If molecule-based analysis is selected, then Molecule A1 would need to be explicitly defined but DL_ANALYSER will determine cluster members based on the distances between the centres of gravity of the molecules (diagram on the right).
Warning
Remember to change the cutoff value when switching from atom-based to molecule-based analysis. A larger cutoff is usually used for the latter since molecules are now reduced to a point. However, the cutoff cannot be too large. Otherwise, two molecules can be mis-identified as a cluster, with a third different molecule straddle between the molecules.
Example: mefenamic acid solution
Mefenamic acid is a nonsteroidal anti-inflammatory drug to treat pain. The drug is soluble in ethanol and insoluble in water.
Two independant sets of MD simulations have been carried out using DL_POLY, each of which consists of 40 mefenamic acid molecules solvated in the respective solvent molecules. The simulation box size is about 60 x 60 x 60 angstroms.
There is a total of 19,176 atoms with ethanol solvent, and a total of 21,765 atoms with water solvent. In both models, atom indices 1 to 1320 are the mefenamic acid molecules and the rest (1321 onwards) being the solvents. The models were setup by using DL_FIELD.
The DL_POLY HISTORY files were analysed by using the control options as shown.
--- Atom Range Definition and overall conditions for analysis as below.
1 1320 * Range of atom index (Group A). This must always define.
none * Range of atom index (Group B), if applicable. Or put 'none'.
1 * Analysis type: 1=atom-based 2 = molecule-base
3 * Atom-based analysis criteria: 1=all 2=only atoms within molecules 3=only atoms between molecules
none * Molecule-base analysis: name and no of atoms per molecule in Group A (MOLECULE A1)
..
..
auto * Periodic boundary? 0=no, other number = type of box (DLPOLY), auto = obtain from HISTORY
40.0 0.000 0.0000 * Cell vector a (x, y, z)
0.000 40.0 0.00000 * Cell vector b (x, y, z)
0.0 0.000 40.0 * Cell vector c (x, y, z)
..
..
--- Structural analysis
1 * Activate analysis (1=yes 0=no)
test.out * Output file
5 * Number of every configuration to skip
..
..
0 * Radius of gyration (1=yes, 0=no)
0 * Asphericity (1=yes, 0=no)
1 3.5 * Cluster analysis (1=yes, 0=no), cutoff
0 C20 A1 * Cluster index. (1=yes, 0=no) cutoff atom_label molecule_label
0 * System density (1=yes, 0=no)
..
..
Graph below shows the average cluster size variation with respect to MD simulation time.
For mefenamic acid in ethanol, the clusters were loosely aggregated, and constantly forming and breaking apart.
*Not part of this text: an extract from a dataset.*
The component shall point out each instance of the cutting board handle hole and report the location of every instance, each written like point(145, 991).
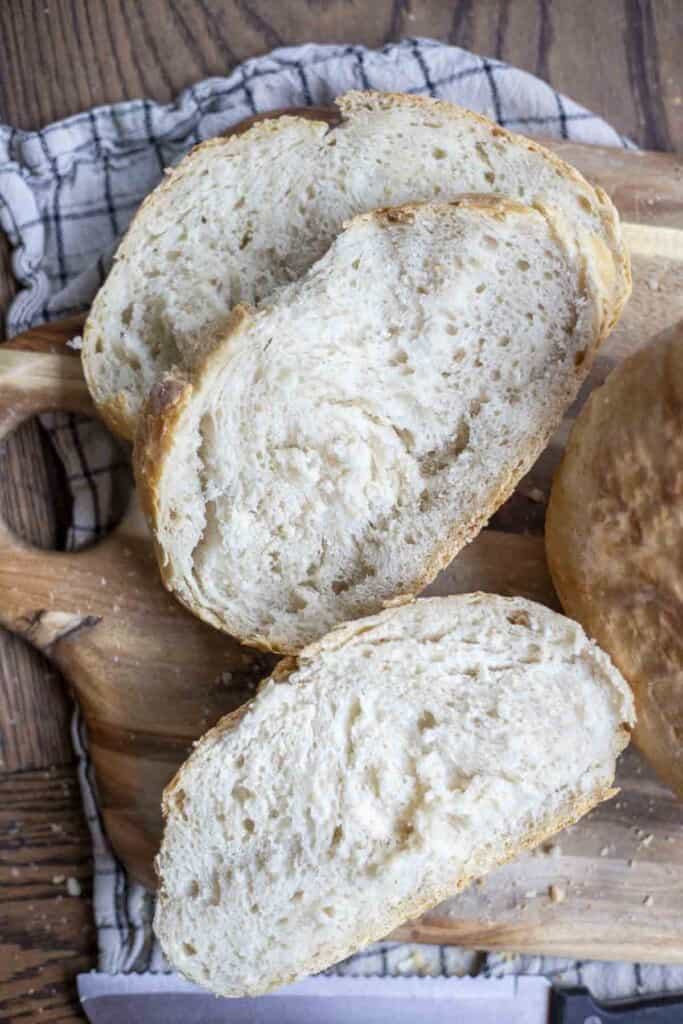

This is due to the comparable favour interactions with both solvents and solutes.
For mefenamic acid in water, the solutes prefer to interact with one another and less favourable to interact with the water solvent. Hence, the organic clusters grow in general with respect to time. Flat lines indicate that once clusters are formed, they do not easily break apart.
Graph below indicates distribution of cluster sizes identified throughout the whole simulations.
Here, mefenamic acids in ethanol form dimeric structures most of the time and there is a spread of cluster sizes that loosely interact with one another. In the case of mefenamic acid in water, clusters are stable and can fuse with one another to form bigger sizes.
Finally, below shows atomic configurations of the simulation models (solvent molecules excluded for clarity purposes).
Diagrams on the left and middle indicate the mefenamic acid configurations in water at the beginning (0 ns) and at MD time = 4.5 ns. Note the molecules aggregated to form two large clusters.
Diagram on right indicates mefenamic acids in ethanol only form small aggregates.